4.13. Free Energy Landscape (FEL) Analysis

The free energy landscape (FEL) analysis was performed by mapping the molecular dynamics trajectories onto the first two principal components (PC1 and PC2) derived from principal component analysis [28,30,39]. To facilitate direct comparison, the FELs were constructed with uniform binning and plotting parameters across all systems. The resultant landscapes were employed to visualize the distribution of conformational states gathered during simulations and to identify low-energy regions corresponding to the stable conformation of protein–ligand interactions.
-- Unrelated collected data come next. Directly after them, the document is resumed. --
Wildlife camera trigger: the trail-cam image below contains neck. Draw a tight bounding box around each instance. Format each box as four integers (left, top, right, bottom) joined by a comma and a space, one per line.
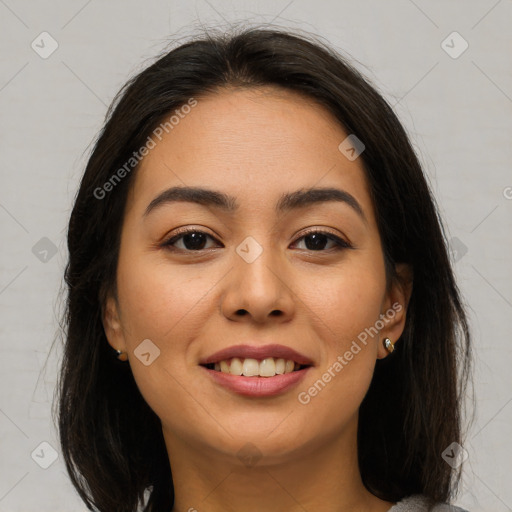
164, 418, 395, 512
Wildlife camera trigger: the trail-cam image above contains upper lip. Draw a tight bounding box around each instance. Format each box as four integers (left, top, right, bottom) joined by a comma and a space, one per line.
199, 344, 315, 366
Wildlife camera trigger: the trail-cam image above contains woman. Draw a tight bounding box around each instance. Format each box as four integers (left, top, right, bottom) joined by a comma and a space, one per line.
55, 25, 473, 512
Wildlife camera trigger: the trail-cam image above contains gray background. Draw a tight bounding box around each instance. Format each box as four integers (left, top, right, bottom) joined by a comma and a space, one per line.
1, 1, 511, 511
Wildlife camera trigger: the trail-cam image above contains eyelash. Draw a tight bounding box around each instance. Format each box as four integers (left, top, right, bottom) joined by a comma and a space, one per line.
161, 227, 352, 253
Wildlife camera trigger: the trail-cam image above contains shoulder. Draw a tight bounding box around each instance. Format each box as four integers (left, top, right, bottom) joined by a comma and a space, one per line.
388, 494, 470, 512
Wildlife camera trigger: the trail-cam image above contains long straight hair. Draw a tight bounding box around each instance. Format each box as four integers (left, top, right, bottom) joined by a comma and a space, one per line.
54, 24, 473, 512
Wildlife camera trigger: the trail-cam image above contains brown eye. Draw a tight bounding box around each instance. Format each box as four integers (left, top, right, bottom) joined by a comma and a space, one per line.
292, 231, 351, 251
162, 230, 220, 251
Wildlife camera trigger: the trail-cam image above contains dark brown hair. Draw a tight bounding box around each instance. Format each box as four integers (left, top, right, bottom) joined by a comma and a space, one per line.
54, 24, 473, 511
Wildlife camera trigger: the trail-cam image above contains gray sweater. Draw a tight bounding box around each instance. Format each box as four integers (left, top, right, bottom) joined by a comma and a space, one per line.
388, 494, 469, 511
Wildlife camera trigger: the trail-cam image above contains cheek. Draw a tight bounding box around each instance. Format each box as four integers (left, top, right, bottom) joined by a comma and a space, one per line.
306, 254, 386, 349
296, 267, 384, 435
116, 250, 216, 344
295, 252, 384, 413
114, 252, 214, 431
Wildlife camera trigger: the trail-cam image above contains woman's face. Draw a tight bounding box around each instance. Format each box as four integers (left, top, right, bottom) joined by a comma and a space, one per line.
104, 86, 409, 465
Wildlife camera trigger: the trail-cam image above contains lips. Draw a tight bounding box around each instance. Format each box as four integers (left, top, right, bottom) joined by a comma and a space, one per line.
203, 365, 312, 397
199, 344, 315, 367
199, 344, 314, 396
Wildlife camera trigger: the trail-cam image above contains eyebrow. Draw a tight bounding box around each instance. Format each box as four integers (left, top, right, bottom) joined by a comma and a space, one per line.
144, 185, 367, 223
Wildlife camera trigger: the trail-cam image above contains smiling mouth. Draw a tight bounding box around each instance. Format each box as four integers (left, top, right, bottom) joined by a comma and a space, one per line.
201, 357, 311, 378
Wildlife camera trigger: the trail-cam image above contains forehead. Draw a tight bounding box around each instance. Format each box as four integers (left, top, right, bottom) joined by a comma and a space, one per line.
128, 86, 373, 218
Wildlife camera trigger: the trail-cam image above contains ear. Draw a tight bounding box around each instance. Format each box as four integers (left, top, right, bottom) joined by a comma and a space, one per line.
102, 293, 126, 354
377, 263, 413, 359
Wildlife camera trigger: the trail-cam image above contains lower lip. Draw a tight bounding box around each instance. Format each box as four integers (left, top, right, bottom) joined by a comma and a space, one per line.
201, 366, 311, 397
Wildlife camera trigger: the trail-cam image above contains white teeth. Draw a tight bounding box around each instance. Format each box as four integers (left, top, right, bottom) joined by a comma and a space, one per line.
242, 358, 259, 376
230, 357, 243, 375
259, 358, 276, 377
214, 357, 303, 377
275, 358, 285, 374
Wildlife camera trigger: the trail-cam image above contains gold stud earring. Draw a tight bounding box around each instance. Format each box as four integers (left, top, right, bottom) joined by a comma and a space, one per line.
383, 338, 395, 354
116, 349, 128, 362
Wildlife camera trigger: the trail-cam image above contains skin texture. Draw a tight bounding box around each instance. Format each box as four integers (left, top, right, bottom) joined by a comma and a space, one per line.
103, 86, 412, 512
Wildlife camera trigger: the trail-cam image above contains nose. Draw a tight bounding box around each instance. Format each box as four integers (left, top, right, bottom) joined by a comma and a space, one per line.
220, 244, 295, 324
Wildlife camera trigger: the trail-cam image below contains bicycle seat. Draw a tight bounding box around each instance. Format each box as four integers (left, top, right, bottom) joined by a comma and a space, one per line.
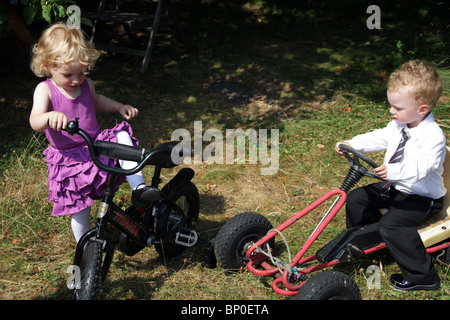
147, 141, 187, 168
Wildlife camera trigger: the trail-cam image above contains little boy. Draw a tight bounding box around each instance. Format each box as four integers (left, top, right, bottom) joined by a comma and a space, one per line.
336, 60, 446, 291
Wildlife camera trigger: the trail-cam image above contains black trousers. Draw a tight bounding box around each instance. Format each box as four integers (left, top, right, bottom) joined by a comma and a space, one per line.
346, 182, 444, 284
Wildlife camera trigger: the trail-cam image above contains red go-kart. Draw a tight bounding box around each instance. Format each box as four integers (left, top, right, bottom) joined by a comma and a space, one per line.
213, 145, 450, 299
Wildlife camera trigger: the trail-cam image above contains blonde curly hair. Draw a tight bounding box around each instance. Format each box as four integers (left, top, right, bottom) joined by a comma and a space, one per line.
31, 23, 100, 77
388, 60, 443, 110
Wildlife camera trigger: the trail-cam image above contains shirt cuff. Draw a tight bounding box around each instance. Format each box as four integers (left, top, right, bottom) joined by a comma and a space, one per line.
386, 163, 402, 181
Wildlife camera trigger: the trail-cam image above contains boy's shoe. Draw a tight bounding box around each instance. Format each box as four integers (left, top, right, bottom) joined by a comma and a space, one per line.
389, 274, 440, 291
132, 184, 161, 208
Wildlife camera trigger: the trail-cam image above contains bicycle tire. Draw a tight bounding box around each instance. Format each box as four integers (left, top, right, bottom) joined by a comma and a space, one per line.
74, 240, 103, 300
155, 181, 200, 258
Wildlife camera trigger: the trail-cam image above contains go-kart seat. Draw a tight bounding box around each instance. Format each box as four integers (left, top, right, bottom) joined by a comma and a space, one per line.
417, 146, 450, 247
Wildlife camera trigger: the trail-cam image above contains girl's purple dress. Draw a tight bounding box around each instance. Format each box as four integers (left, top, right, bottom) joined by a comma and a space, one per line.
42, 79, 138, 216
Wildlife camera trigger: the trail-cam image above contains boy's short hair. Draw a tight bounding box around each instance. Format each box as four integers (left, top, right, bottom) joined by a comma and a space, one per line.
31, 23, 100, 77
388, 60, 443, 110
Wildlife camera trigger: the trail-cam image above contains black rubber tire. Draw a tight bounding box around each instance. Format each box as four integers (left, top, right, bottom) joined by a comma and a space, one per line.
74, 240, 103, 300
214, 212, 274, 270
155, 181, 199, 258
295, 270, 361, 300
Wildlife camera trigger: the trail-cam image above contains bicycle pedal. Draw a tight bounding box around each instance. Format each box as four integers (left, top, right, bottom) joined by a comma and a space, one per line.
175, 227, 198, 247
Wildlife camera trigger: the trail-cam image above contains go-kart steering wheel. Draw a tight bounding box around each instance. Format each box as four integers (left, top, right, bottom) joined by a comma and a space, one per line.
338, 144, 381, 180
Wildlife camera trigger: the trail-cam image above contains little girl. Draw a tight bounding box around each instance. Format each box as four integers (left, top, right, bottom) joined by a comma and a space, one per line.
29, 23, 152, 243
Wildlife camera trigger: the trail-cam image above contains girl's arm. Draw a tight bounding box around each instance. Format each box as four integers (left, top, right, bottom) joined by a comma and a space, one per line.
88, 78, 139, 120
29, 82, 67, 132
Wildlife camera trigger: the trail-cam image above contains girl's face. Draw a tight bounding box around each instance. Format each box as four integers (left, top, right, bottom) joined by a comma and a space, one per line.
387, 87, 429, 128
48, 61, 86, 93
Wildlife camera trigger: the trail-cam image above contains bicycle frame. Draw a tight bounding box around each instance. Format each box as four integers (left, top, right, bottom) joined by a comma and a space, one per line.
72, 168, 192, 273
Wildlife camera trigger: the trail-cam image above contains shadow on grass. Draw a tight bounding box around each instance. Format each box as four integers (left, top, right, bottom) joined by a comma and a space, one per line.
2, 0, 448, 150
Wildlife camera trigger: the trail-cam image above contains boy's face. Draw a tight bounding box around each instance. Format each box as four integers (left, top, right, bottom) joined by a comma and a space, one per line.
387, 86, 430, 128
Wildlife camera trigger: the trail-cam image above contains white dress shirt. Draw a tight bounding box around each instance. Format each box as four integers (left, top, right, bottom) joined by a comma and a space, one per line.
347, 113, 447, 199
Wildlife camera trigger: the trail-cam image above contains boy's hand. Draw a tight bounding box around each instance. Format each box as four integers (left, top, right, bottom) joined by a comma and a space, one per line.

4.14. Dynamic Cross-Correlation Matrix (DCCM) Analysis

DCCM analysis was performed on the equilibrated segments of the MD trajectories to analyze ligand-induced alterations in long-range residue-residue communication and intracellular protein dynamics [28,30,39,40]. Correlations were determined with Cα atom fluctuations by the formula;

Cij = ❬Δri · Δrj❭/[❬Δri²❭ ❬Δrj²❭]½

where Δri and Δrj denote the positional variations in residues i and j in respect to their mean positions. The correlation coefficient varies from −1 to +1, suggesting a spectrum from complete anti-correlation to complete correlation. Reference drug, test, and differential DCCM maps were generated with equal correlation thresholds.

5. Conclusions

This study demonstrates that Tauroursodeoxycholic acid (TUDCA) is a promising therapeutic candidate for Primary Hyperoxaluria Type 1 (PH1), particularly in targeting deleterious AGXT variants such as G161C and Y260C. TUDCA exhibited superior binding affinity compared to pyridoxine and maintained stable interactions with both native and SNP variant proteins. Molecular dynamics simulations further confirmed its ability to enhance structural stability by reducing fluctuations, improving compactness, and sustaining consistent hydrogen bonding. Additionally, FEL and DCCM analyses indicated improved conformational stability and coordinated residue dynamics in TUDCA-bound systems. Overall, these findings suggest that TUDCA may help stabilize variant-induced structural defects in AGXT, highlighting its potential as a variant-specific therapeutic agent. However, these results are based on computational analyses, and further experimental validation through in vitro and in vivo studies is essential to confirm its therapeutic efficacy and clinical applicability in PH1 treatment.